The effect of selected pre‐analytical phase variables on plasma thromboxane A2 measurements in humans

Abstract

Platelet function testing is often affected by the existence of different pre-analytical variables that can cause platelet activation. The aim of this study was to assess the effect of such variables that are present when samples are taken (different anticoagulants, incubation temperature, and storage conditions) to select those which enable to reach optimal range of measured plasma concentrations of the two stable thromboxane A₂ metabolites, that is, thromboxane B₂ (TxB₂) and 11-dehydrothromboxane B₂ (11-dTxB₂).

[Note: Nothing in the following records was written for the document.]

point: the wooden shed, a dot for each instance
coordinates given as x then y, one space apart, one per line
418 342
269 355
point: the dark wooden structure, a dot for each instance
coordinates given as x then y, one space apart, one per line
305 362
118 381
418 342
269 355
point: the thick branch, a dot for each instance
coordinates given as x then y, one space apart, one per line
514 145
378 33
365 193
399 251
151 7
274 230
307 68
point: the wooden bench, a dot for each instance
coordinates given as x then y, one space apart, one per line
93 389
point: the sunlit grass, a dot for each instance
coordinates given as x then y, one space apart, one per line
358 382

For the purpose of this study, whole blood samples obtained from 20 volunteers were screened for TxB₂ and 11-dTxB₂ concentrations using commercial EIA kits (Cayman Chemicals™; Neogen™) in relation to the effect of different anticoagulants, using different incubation temperatures and storage conditions. Trisodium citrate has been shown not to be affecting the TxB₂ and 11-dTxB₂ concentrations compared with the values measured in the serum. Incubation of the samples for 1 h at 37 °C and freezing at -20 °C or -80 °C give the most suitable concentration range of both thromboxanes in the used EIA measurement. This study describes the setup of such pre-analytical phase conditions that enable the screening of platelet function in terms of the plasma concentrations of TxB₂ and 11-dTxB₂ in selected EIA measurement.